According to Hickey, the hotel’s 250-seater signature restaurant Misto features a show kitchen and buffet with offerings that vary according to season. He takes pride in the fact that its resident chefs socialize with the guests, ready to surprise them by whipping up a dish according to their cravings or preference.
He is also keen to position Seda’s sixth and latest addition to its chain of hotels for the great value it will offer guests in terms of location. As a centerpiece in Vertis North, it is at the heart of an up-and-coming urban community that, when looking at a bigger perspective, can compete for attention with its counterparts situated in more-established Makati City and Bonifacio Global City.
Leading the charge
ARMED with the same global acumen and industry expertise, the Seda GGM disclosed that he would also be at the helm of the up-and-coming 150-room Seda Lio Resort in El Nido, Palawan. There, he plans to continue to lead the charge on customer experience, one that banks on the Filipinos’ service and hospitality in a novel way.
That said, he opined: “Hospitality is something innate rather than taught,” and that “service should be real and felt, embodied by hosts who are more than eager to give you anything it is in their power, without having to be intrusive.”
Given those statements, what then, for him, constitutes a good stay?
“It is when the guests’ actual experiences surpass what they are initially looking for. A good stay is what happens when you give them what they ask for—at a level that they are not expecting,” Hickey pointed out. “Case in point: Every hotel and restaurant in this area has a large buffet, but [what their food and beverage personnel] does is just to stay in the kitchen concocting dishes and serving them to people behind the bar. In contrast, chefs at Misto of Seda Vertis North are actually at ‘front and center’ of the dining area and go out in the open. They visit one table to the next, bringing something wonderful in one hand, while saying to our diners, ‘It is not on the buffet right now, but I want you to try it.’”
Designed for trust
PRIMED with the sheer promise and potential of redefining the hotel and hospitality landscape, Hickey declared that, “Seda is designed for trust.”

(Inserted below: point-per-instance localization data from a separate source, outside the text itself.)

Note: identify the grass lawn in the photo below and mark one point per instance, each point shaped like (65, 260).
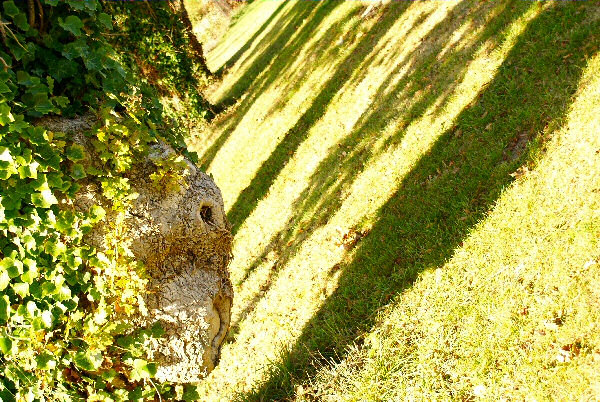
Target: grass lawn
(415, 199)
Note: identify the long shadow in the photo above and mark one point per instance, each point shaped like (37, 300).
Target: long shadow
(233, 59)
(270, 169)
(449, 190)
(277, 52)
(336, 172)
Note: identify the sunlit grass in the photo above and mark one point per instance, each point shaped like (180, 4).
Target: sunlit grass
(515, 312)
(339, 123)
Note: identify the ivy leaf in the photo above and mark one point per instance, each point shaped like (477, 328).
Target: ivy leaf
(21, 288)
(5, 115)
(78, 171)
(43, 199)
(21, 22)
(4, 282)
(5, 344)
(71, 24)
(105, 20)
(142, 369)
(30, 170)
(4, 308)
(10, 8)
(45, 361)
(97, 213)
(75, 152)
(88, 361)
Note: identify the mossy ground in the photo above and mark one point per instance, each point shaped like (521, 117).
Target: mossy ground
(415, 200)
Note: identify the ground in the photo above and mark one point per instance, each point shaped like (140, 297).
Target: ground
(415, 200)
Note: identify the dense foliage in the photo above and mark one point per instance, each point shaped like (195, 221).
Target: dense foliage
(156, 38)
(64, 305)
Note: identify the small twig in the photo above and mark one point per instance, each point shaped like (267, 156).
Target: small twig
(2, 32)
(5, 26)
(6, 66)
(41, 14)
(31, 12)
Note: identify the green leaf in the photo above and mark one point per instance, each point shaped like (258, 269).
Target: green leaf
(5, 345)
(4, 308)
(97, 213)
(43, 199)
(142, 369)
(78, 171)
(21, 288)
(71, 24)
(88, 361)
(45, 361)
(28, 170)
(21, 22)
(4, 281)
(4, 88)
(105, 20)
(5, 116)
(10, 8)
(75, 152)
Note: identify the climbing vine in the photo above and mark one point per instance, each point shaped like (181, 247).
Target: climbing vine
(64, 305)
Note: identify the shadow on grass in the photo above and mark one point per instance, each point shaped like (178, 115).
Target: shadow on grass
(233, 59)
(270, 169)
(278, 47)
(424, 80)
(449, 190)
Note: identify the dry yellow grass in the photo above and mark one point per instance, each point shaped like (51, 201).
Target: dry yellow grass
(332, 117)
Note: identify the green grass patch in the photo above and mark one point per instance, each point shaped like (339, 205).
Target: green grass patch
(401, 228)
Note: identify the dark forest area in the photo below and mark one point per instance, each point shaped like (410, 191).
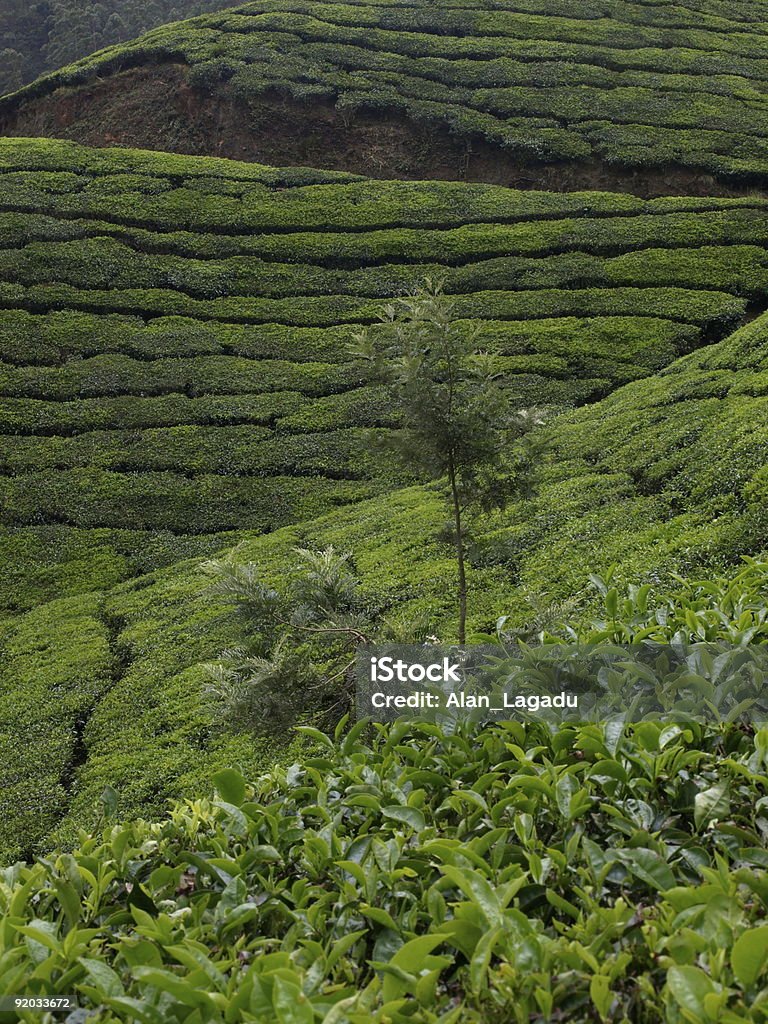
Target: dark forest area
(36, 38)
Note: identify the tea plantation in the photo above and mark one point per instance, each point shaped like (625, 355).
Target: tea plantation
(174, 335)
(511, 872)
(179, 392)
(636, 84)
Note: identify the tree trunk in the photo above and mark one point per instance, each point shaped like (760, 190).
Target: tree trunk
(459, 555)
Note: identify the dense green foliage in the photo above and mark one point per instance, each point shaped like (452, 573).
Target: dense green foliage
(175, 377)
(410, 873)
(46, 35)
(632, 83)
(173, 333)
(667, 475)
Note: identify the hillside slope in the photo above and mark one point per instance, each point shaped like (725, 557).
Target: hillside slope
(614, 94)
(666, 475)
(173, 332)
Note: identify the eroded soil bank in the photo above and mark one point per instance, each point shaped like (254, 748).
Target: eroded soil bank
(155, 108)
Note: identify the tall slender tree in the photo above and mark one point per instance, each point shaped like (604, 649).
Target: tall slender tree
(458, 421)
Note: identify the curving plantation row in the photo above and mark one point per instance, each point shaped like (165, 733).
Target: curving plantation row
(635, 84)
(174, 346)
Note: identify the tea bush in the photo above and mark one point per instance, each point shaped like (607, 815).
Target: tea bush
(413, 872)
(170, 325)
(541, 81)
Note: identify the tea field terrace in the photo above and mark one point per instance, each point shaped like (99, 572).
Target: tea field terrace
(174, 334)
(666, 98)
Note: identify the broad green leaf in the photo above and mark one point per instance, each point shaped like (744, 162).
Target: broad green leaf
(648, 866)
(690, 986)
(750, 954)
(712, 804)
(409, 815)
(102, 977)
(230, 785)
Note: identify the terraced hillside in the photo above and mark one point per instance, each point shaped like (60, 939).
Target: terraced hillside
(653, 97)
(666, 475)
(173, 335)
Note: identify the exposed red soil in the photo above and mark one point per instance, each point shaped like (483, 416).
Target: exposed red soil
(155, 108)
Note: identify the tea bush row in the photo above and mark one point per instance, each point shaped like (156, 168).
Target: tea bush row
(339, 52)
(205, 503)
(105, 263)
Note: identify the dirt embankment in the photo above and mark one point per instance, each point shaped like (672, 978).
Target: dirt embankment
(155, 108)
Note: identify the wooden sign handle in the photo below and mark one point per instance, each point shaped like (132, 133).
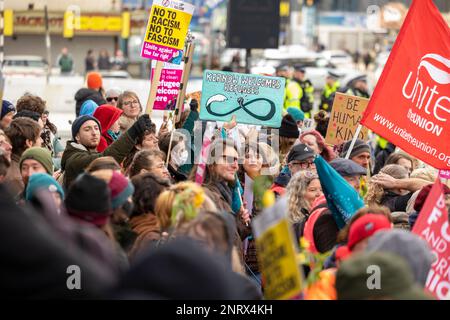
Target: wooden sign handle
(154, 87)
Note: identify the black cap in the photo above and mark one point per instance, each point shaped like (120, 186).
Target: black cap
(300, 152)
(300, 68)
(347, 168)
(289, 128)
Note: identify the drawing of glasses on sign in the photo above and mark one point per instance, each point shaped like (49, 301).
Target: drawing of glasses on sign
(213, 107)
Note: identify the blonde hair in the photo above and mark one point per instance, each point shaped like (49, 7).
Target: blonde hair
(296, 190)
(165, 203)
(428, 173)
(285, 146)
(375, 192)
(271, 162)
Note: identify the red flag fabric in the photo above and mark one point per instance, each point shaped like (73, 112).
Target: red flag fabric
(410, 105)
(433, 225)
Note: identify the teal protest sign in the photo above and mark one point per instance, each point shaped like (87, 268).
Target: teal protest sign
(252, 98)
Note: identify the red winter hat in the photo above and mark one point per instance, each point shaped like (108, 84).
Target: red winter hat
(94, 80)
(342, 253)
(423, 194)
(107, 115)
(366, 226)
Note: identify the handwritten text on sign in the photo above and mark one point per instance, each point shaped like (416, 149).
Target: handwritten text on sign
(169, 86)
(344, 119)
(166, 30)
(252, 98)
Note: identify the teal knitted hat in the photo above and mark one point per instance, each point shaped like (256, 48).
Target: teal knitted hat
(42, 181)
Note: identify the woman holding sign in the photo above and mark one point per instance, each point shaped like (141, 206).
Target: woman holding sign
(132, 108)
(223, 187)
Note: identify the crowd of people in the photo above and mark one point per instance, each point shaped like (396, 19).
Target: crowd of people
(122, 201)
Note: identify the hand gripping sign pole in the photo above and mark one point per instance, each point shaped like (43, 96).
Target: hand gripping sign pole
(349, 151)
(154, 87)
(189, 51)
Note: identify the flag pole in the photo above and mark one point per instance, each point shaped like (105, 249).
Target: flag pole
(349, 151)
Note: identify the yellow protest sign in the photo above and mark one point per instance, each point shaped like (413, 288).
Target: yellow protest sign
(69, 19)
(167, 28)
(126, 19)
(345, 117)
(8, 19)
(282, 278)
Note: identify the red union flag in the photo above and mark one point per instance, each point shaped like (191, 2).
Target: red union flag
(432, 225)
(410, 105)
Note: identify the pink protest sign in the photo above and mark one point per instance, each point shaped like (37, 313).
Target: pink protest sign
(167, 28)
(444, 174)
(168, 87)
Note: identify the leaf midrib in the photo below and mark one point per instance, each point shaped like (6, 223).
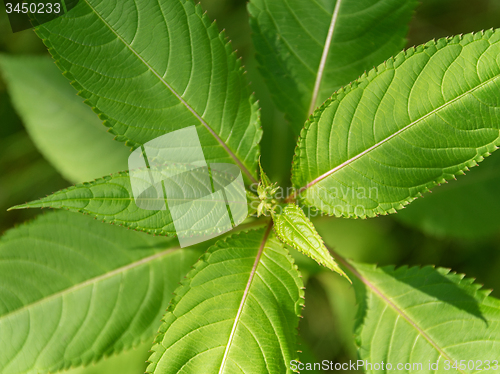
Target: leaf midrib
(91, 281)
(398, 310)
(382, 142)
(179, 97)
(245, 295)
(324, 57)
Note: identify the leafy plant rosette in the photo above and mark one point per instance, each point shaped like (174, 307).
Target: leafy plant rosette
(75, 290)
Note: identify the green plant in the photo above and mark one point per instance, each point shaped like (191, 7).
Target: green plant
(75, 290)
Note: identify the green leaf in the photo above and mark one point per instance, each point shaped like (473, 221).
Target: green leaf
(66, 132)
(467, 208)
(308, 50)
(111, 199)
(420, 315)
(265, 181)
(151, 68)
(236, 312)
(414, 122)
(130, 362)
(75, 290)
(296, 230)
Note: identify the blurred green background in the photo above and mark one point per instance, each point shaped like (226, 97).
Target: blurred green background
(455, 227)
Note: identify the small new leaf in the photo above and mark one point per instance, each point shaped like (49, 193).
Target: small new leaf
(266, 191)
(296, 230)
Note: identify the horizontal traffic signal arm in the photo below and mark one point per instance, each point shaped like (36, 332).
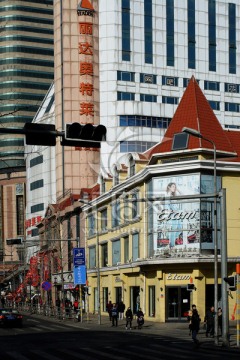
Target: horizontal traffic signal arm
(86, 135)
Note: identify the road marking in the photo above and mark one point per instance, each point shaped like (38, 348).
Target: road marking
(44, 355)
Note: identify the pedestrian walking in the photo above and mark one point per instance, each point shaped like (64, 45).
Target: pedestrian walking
(195, 324)
(109, 309)
(129, 318)
(220, 320)
(75, 305)
(140, 318)
(3, 301)
(121, 309)
(209, 320)
(114, 315)
(189, 321)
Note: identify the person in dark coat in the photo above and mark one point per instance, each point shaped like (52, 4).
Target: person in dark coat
(114, 315)
(220, 320)
(129, 317)
(209, 320)
(121, 309)
(195, 324)
(109, 309)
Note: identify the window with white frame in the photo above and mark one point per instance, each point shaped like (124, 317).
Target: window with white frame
(116, 252)
(135, 246)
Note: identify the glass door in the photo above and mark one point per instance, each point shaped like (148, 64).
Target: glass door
(177, 303)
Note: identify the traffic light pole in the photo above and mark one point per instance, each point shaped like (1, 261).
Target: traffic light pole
(225, 311)
(238, 303)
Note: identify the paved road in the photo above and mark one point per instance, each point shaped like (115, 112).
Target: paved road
(51, 339)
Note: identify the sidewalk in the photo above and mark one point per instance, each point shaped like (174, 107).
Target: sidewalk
(179, 329)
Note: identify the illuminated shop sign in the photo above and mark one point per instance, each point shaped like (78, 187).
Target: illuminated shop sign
(179, 224)
(171, 276)
(86, 68)
(85, 8)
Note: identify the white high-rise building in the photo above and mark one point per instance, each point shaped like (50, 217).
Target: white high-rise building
(126, 64)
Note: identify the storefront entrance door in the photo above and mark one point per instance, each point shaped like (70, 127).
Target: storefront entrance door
(177, 303)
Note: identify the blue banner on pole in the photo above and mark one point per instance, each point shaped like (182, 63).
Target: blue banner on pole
(79, 275)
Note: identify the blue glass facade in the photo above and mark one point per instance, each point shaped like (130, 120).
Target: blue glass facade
(232, 38)
(191, 34)
(148, 31)
(170, 32)
(26, 69)
(126, 30)
(212, 34)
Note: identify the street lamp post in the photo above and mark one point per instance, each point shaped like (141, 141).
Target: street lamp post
(197, 134)
(98, 263)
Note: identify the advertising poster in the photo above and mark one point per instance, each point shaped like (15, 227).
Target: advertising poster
(176, 223)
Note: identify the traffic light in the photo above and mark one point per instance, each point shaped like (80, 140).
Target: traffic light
(231, 280)
(190, 287)
(86, 135)
(40, 134)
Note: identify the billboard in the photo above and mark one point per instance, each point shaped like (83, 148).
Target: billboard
(176, 223)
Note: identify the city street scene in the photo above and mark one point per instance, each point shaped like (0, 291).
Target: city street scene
(119, 179)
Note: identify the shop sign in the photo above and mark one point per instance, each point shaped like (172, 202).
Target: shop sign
(68, 286)
(171, 276)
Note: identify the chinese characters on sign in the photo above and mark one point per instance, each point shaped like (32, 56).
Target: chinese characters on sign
(85, 49)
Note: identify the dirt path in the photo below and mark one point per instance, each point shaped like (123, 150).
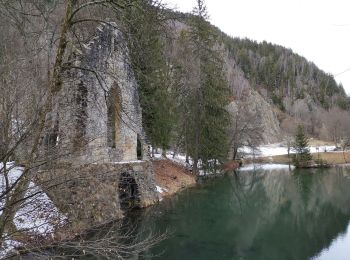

That certain level of trust, he said, comes from the fact that Seda is a homegrown brand, with its signature service and hospitality guests have grown accustomed to.
“Anybody who has visited the Philippines and has stepped inside a Filipino home knows what being pampered is like. That is precisely the homegrown brand of service and hospitality Seda is about, and not just something that it tries to replicate. Our guests can trust us on that.”
With the executive from North America at Seda’s helm, the service and hospitality levels of hotels have moved several notches.
Northward, to where Seda Vertis North is.